Eventually I'll get the hang of taking these pictures. You have to start somewhere, right?


How many months old? 2 months
Weight? 10.8 pounds
Doctor check-up? At his six week check up, he weighed in right at 10 pounds. I thought this was a tremendous weight gain as it took months and months for Shepherd to get to 10lbs, but he dropped in percentile to 23rd percentile. He was 22inches long so he'd stretched out quite a bit in 4 weeks. He also got a few vaccines. It was not pleasant, to say the least, to see my perfectly content squishy baby realize what pain was for the first time as the nurse, who did any excellent job, quickly gave him 3 injections. Although I was totally anti-vaccines at first and eventually became pro-delayed vaccines with Shepherd, I'll be honest, it was a pain in the cuss to delay them. I couldn't remember what vaccines he did and didn't have, and I wasn't organized enough to write them down or do my research as to what I wanted him to have at certain appointments. I just decided I was either going to be an all-in for vaccines on-schedule OR I wasn't going to not vaccinate at all with Judah. Since reading several articles such as this onethis onethis one, and more I realized that the original researcher correlating vaccines to autism admitted his falsification of data, unethical treatment of children and invalid results. Thus, I decided to just go all in minus the flu shots. He was not his normal self for a couple of days, but as the soreness worked its way out of his body he came around. (Thankfully before we headed out for our forever-long trip.)
Any teeth? no teeth
Sleep? Judah has totally been doing 4-5 hour stretches consistently at the beginning of the night and 2-3 hours after that. We've mainly exclusively co-slept, but the past couple of nights I have been able to lay him on his stomach to sleep (don't judge - I know that it not the recommended position) and last night he slept for 7 hours!!!!!!!! But guess who woke up at 4:45am and wouldn't go back to sleep? Not Judah...Mr. Shepherd decided that was the best time to start his day.

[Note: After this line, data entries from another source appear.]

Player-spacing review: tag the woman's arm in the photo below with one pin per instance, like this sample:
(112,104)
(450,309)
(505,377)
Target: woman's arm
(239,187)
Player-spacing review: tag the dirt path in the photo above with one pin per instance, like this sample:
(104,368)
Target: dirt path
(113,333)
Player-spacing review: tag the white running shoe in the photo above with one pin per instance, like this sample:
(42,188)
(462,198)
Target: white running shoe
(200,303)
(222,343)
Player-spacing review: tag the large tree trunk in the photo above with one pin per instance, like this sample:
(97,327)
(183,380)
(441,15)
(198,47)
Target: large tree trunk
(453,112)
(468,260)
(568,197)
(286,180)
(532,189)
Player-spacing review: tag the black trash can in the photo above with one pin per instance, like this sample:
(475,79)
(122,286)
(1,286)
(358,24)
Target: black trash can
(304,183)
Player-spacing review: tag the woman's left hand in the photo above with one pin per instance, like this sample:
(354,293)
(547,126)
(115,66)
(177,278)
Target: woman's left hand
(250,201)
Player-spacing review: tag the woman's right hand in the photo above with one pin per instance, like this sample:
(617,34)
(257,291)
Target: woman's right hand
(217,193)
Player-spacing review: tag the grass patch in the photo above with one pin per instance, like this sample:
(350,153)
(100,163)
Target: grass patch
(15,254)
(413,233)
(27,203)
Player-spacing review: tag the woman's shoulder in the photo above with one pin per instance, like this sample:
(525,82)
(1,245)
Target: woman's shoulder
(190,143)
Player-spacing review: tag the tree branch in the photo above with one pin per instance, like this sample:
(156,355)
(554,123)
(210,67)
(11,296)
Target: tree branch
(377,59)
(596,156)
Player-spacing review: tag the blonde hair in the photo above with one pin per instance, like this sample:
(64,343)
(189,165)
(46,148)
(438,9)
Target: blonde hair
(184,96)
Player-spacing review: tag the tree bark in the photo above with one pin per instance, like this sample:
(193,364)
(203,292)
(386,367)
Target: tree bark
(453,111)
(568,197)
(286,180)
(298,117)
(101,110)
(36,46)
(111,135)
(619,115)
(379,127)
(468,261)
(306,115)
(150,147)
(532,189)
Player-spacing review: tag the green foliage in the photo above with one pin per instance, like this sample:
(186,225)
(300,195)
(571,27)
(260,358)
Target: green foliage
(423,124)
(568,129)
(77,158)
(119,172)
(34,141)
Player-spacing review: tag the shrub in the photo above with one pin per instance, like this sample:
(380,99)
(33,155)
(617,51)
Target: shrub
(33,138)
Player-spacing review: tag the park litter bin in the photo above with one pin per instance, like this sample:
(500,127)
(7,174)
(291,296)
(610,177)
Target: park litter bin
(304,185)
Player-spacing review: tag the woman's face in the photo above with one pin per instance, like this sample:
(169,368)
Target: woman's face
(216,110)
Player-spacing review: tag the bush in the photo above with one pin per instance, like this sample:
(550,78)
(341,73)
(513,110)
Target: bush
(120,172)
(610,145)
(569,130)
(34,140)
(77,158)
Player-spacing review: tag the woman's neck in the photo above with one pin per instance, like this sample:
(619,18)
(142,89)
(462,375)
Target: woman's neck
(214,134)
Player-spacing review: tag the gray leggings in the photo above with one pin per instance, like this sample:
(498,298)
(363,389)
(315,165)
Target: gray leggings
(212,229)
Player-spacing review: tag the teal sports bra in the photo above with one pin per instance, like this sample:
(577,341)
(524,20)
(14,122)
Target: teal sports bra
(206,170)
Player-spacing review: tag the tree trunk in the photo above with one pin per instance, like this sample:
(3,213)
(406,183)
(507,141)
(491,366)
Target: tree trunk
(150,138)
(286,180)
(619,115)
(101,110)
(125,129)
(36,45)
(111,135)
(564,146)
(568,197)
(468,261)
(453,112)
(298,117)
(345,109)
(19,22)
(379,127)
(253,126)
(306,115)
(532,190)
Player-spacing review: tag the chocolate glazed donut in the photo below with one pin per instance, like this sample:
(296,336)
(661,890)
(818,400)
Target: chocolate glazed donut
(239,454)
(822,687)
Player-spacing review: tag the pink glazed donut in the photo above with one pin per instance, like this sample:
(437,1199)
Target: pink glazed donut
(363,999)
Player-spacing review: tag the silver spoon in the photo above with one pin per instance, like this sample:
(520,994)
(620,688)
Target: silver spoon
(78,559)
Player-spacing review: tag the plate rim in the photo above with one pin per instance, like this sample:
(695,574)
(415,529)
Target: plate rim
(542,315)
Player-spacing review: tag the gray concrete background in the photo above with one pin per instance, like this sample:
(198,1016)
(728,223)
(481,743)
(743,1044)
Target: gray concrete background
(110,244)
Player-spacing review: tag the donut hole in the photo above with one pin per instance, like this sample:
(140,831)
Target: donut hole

Feeding? Breastfeeding is going well! My current routine is to feed after he wakes up from naps and any other times that he is hungry. Sometimes I even let him nurse to fall asleep. I really just do an on-demand basis since I'm with him all the time and I can. I couldn't do that when I was working with Shep. I pump after JBeau feeds in the morning and I've been getting anywhere from 4-6 extra ounces! As much as I make in the morning, I have only been able to pump 2-3 ounces total in the afternoon without feeding Judah first. So I'm guessing that's why he has been crankier in the late afternoon and early evening times.
Eating anything? Not yet!
Developmental milestones? He really hasn't been rolling over too much, but he is holding his head a lot steadier when we sit him up or when he's on his belly. He loves to track to where our voices are.
Favorite toy? We have a baby gym made out of PVC pipe that we hang toys from. Judah has started batting at the toys, but he hasn't actually held anything in his hand yet.
Speech and language? He is really starting to coo and explore his voice through what sounds like a sigh.
Loves? He loves to sleep on his stomach, in our arms, or in a baby wrap. He loves to suck on his little fists. I've noticed he prefers to be in footed onsies, because his little feet get cold regardless of the ridiculously high temps outside. He has also switched to loving his pacifiers, which is way different from last month.
Dislikes? He hates his carseat, but loves his mama. I was so thankful he did so well on our 20 hour car drive. He slept almost the entire trip. If he wasn't sleeping, I would give him a bottle and he'd eat and go back to sleep. What a rock star!